THE PLOT: Starr Carter, an African-American teenager, lives in the hood but attends a prestigious, mostly white school. She splits herself in two: school Starr who’s afraid to act “too ghetto” and home Starr whose dad is an ex-gang member. After a hood party, Starr drives home with her childhood friend Khalil. Although Khalil’s mum is a drug addict, Starr realises that he has recently started dealing in order to look after his family. Their car gets pulled over by a police officer, who murders Khalil for no reason. Starr becomes a witness in the court case and she grapples with her two selves – wondering whether speak up against injustice.

MY RATING:  I really enjoyed this contemporary YA novel, which is named after a Tupac song. It explores the Black Lives Matter movement deftly, using Tupac’s music to underpin the central theme of racial stereotypes. Although Khalil is a drug dealer and suspected gang member, he wasn’t doing anything wrong when he was killed, which is the central dilemma of the novel.

Starr’s relationship dynamics with supporting characters made this novel a winner. From Kenya, who is a sensitive stereotype, to DeVante, who is Khalil’s alter ego, they add a lot of depth to the central character’s development. I particularly liked Starr’s school friends who demonstrate their true integrity (or lack thereof) by their acceptance of how Khalil is portrayed in the media.

My main criticism is the slightly cringey use of slang. Ok, I’m not the target audience so I don’t know how the “kids speak” – as it were. But some of the pop culture references, such as dabbing and the 90s/Fresh Prince references, felt a bit forced. Despite this, the use of music lyrics was very successful.
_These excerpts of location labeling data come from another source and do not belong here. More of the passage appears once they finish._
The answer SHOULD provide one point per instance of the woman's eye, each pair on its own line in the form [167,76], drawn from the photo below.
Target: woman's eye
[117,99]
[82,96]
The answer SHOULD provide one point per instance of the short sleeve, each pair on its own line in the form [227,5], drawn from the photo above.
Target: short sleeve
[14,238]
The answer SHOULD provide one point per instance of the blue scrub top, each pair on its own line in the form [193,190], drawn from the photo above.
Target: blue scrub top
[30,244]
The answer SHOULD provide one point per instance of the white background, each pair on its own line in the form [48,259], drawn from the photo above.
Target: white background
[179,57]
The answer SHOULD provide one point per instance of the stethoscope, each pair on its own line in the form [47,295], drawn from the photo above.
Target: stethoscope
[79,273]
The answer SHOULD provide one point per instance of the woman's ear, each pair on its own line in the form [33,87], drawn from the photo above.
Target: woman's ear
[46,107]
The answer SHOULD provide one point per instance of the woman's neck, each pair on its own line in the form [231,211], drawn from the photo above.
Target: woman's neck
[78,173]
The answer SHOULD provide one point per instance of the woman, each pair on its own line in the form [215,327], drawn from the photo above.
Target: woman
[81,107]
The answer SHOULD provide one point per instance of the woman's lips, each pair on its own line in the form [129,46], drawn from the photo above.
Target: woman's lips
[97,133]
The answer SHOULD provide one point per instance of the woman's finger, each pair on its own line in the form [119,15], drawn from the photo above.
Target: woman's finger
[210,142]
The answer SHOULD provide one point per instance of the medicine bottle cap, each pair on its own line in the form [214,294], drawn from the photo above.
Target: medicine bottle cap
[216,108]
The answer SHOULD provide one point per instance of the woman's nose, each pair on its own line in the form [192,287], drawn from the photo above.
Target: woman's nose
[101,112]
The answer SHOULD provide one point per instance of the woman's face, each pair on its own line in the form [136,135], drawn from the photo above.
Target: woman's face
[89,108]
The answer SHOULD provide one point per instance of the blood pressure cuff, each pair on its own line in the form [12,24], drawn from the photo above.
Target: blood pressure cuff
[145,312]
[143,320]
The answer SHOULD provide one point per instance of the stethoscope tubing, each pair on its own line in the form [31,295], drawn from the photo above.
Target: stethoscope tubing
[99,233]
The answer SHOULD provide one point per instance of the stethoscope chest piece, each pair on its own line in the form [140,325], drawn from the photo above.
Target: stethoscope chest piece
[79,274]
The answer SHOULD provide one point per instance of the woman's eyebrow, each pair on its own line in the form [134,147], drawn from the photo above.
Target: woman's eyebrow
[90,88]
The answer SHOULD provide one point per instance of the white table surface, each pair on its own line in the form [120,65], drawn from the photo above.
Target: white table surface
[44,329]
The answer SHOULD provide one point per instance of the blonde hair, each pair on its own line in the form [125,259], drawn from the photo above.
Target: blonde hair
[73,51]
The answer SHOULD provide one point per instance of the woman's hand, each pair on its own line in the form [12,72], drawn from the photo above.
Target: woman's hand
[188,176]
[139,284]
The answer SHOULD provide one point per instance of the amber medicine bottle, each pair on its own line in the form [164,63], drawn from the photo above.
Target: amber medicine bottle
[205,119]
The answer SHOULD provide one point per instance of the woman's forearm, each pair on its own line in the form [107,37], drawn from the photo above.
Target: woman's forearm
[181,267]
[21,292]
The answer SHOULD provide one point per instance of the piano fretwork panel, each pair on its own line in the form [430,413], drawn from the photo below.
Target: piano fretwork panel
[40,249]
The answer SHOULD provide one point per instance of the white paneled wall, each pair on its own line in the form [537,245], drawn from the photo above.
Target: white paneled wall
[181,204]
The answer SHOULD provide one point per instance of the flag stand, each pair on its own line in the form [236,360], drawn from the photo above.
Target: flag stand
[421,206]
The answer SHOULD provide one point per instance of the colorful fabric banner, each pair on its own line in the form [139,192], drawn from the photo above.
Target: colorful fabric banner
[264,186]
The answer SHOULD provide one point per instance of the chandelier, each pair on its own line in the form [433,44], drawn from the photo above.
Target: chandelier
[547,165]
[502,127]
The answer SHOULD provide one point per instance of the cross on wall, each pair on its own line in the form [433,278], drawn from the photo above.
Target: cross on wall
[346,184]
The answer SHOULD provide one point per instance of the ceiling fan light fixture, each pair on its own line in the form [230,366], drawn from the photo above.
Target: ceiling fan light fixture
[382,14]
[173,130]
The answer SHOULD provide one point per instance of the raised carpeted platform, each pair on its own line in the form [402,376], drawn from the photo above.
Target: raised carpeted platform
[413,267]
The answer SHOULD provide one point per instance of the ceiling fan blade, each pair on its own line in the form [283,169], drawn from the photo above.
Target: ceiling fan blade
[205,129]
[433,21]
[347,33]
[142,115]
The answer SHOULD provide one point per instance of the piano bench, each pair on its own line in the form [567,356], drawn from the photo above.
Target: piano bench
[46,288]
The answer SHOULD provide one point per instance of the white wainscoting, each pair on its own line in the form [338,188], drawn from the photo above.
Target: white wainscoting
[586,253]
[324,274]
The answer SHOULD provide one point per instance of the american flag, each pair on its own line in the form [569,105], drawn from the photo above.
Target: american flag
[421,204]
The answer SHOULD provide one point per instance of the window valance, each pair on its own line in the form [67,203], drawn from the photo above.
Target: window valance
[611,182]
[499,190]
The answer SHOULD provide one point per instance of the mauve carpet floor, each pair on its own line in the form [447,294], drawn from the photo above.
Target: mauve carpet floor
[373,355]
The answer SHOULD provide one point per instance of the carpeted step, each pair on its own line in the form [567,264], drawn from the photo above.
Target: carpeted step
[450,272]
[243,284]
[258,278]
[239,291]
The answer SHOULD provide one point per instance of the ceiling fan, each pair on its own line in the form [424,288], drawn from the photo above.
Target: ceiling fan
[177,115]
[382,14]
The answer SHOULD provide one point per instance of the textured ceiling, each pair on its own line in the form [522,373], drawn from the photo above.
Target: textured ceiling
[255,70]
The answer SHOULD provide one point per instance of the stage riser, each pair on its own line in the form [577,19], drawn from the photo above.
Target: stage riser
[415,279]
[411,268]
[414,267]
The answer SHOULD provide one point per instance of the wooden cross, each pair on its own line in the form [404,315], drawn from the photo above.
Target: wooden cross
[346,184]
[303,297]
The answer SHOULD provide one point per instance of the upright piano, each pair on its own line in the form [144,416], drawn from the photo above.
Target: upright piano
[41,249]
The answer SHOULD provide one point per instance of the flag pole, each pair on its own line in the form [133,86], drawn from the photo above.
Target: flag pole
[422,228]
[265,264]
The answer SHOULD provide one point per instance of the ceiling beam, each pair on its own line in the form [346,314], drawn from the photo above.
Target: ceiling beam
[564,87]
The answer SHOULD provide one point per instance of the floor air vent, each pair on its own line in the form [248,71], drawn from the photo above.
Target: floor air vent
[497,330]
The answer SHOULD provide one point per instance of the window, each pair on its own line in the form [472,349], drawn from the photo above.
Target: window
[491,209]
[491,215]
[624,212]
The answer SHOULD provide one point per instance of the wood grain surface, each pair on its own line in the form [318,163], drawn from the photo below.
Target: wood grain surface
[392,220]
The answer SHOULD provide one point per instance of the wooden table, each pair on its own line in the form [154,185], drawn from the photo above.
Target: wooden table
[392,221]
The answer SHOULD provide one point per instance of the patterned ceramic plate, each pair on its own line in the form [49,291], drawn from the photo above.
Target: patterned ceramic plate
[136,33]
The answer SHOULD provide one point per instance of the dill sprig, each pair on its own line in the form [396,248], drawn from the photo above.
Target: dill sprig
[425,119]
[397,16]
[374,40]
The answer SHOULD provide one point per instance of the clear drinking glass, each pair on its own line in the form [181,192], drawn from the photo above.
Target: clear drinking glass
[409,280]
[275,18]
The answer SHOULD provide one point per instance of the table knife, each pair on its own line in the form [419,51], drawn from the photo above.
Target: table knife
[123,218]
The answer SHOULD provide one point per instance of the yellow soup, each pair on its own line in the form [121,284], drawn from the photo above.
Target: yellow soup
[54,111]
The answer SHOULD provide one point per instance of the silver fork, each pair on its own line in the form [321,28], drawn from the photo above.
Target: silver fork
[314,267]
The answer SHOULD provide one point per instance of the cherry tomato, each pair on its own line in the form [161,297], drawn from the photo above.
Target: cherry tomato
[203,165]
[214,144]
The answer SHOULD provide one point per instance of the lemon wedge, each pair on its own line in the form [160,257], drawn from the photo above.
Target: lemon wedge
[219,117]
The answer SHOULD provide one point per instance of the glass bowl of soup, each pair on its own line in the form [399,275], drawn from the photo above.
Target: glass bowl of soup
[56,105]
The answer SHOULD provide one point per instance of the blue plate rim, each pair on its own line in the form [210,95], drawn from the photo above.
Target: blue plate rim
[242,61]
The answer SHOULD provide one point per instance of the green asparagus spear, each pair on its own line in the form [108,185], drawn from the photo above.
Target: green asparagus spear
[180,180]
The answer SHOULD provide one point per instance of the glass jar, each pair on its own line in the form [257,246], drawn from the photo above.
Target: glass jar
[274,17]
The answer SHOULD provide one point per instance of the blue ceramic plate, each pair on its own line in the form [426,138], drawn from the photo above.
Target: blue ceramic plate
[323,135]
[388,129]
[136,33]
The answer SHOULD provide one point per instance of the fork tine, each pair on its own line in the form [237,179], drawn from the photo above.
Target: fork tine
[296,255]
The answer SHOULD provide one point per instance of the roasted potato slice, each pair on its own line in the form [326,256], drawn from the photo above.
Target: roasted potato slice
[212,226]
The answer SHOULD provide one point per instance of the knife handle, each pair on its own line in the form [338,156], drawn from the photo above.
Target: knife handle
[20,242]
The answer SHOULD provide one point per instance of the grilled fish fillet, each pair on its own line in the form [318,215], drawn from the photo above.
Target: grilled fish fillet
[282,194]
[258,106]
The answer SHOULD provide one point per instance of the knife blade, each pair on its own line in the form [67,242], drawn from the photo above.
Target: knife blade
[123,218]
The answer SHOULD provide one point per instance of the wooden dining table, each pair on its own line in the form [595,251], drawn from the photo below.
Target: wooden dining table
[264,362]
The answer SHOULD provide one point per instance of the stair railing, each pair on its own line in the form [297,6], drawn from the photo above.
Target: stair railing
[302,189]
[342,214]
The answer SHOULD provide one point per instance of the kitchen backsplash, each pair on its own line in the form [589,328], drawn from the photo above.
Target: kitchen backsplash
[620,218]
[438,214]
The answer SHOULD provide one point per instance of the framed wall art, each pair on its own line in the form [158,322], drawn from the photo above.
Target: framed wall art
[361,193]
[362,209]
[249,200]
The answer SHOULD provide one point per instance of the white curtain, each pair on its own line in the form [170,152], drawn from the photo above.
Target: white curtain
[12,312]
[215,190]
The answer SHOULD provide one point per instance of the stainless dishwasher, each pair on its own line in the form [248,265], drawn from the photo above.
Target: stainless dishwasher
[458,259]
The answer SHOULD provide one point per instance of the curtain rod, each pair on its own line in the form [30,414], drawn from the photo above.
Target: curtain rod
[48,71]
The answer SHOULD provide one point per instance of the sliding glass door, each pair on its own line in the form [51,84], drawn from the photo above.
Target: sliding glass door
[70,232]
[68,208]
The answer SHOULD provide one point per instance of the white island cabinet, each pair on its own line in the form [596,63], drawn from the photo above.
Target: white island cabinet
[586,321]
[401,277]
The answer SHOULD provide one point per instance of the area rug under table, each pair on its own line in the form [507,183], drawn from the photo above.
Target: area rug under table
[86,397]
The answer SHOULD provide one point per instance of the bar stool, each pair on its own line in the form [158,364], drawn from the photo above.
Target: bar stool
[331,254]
Overall, I respect this is a young adult novel with some clear messages for its target audience so, as I’m in my late twenties, I don’t want to deconstruct elements that may have alienated me too much. I liked how author, Angie Thomas, skillfully weaves together the sub plots, such as Starr’s inter-racial relationship and drug abuse in African American communities. So, I would definitely recommend this book and I’m keen to read her future work.